Interview by Andrei Zozulya Davidov 35mm photos by Anna Barr at Jean Charles de Castelbajac x Oneplus launch
Jean Charles, I know it happened before but still I’d like to start our conversation by asking why did you decide to skip the previous fashion weeks in Paris?
For different reasons actually, but the main reason is that I don’t identify myself with the current system. Obviously I love fashion and I’m currently busy looking for other ways to express it. I think if I return some day it will be with a couture collection, a very popular kind of couture. My goal is that couture becomes my secondary line; I want to create financially accessible haute couture dresses.
Are we talking about some kind of low-cost couture?
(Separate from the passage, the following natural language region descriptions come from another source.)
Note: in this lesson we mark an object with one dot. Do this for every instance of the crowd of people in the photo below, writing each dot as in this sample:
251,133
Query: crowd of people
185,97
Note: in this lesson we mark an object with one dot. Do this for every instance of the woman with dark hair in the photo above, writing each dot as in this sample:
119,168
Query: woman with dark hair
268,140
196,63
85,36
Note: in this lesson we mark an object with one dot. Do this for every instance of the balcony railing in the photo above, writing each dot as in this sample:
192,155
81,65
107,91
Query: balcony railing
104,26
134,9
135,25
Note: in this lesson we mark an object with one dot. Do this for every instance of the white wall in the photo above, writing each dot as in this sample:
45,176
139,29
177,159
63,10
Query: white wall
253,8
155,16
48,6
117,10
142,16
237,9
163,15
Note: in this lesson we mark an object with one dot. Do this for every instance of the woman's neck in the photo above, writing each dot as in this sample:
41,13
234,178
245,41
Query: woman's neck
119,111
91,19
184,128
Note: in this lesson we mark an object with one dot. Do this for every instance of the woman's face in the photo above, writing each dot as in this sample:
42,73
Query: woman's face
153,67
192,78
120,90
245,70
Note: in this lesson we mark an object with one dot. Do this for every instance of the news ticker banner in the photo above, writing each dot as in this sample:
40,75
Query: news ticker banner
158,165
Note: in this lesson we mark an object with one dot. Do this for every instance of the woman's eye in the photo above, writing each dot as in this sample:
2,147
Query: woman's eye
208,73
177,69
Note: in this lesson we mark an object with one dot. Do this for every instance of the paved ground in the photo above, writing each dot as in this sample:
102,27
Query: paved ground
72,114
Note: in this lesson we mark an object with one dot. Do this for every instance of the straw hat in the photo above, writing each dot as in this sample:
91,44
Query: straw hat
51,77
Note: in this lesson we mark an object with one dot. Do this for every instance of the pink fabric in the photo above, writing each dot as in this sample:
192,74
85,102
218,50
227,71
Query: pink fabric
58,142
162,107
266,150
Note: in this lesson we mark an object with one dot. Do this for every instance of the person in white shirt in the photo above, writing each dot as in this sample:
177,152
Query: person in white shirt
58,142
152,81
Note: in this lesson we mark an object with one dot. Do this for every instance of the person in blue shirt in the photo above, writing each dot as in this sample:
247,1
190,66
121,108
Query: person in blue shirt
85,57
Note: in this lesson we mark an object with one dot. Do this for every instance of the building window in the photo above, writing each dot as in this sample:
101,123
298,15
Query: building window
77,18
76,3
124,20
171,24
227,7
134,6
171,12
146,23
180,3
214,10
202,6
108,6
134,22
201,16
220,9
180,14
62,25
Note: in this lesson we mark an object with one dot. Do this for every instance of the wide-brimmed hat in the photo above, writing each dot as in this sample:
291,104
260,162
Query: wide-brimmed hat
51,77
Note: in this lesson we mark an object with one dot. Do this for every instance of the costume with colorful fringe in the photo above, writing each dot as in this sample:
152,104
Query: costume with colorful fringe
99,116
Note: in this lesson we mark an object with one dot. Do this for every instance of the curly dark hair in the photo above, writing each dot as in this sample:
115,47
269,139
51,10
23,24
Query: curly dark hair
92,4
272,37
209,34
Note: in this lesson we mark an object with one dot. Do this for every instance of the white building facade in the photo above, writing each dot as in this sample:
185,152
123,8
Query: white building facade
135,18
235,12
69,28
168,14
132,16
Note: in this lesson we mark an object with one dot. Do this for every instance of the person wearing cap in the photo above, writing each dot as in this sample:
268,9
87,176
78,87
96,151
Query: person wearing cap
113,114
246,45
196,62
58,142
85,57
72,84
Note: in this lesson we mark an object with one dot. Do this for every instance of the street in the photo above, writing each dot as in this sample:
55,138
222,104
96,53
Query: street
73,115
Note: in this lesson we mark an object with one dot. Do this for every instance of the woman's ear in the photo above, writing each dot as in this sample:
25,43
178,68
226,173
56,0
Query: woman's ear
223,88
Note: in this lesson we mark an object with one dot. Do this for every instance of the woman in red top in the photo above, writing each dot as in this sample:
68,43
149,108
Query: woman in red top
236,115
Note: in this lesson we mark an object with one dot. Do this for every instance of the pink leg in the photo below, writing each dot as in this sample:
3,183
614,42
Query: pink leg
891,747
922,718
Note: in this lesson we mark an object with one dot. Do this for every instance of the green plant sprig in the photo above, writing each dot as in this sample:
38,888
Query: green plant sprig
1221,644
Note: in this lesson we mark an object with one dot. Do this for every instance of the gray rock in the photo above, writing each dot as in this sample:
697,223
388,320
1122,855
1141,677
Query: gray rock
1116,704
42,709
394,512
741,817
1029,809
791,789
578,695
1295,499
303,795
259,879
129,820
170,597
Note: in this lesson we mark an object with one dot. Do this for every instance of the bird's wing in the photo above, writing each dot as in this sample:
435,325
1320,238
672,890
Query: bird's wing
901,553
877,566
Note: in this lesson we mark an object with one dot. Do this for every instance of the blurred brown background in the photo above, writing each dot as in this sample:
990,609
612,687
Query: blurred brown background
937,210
No, it’s not at all about low-cost, it’s about changing the habits. The idea of haute couture is the crystallization of savoir-faire, but I also think that there’s savoir-faire in popular techniques. I love the savoir-fair of the t-shirts, I love the savoir-faire of the sweatshirts and I think there’s a way to reinterpret the crystallization of the idea under a more accessible prism. I want to come back with a rupture.
Do you think that the concept of a fashion show has become obsolete?
No, I don’t think so. I think the concept of a fashion show has never been as pertinent as it is today. It has become a work of art, a performance and an installation. From my perspective the issue today is not the show itself, but rather its content, because the content being shown doesn’t match my idea of making fashion. Let’s say I don’t have this vision of luxury, for example the performance I created for Art Rock Festival has an huge dimension of proximity, of accessibility, of appropriation, I can’t find all these aspects in contemporary fashion.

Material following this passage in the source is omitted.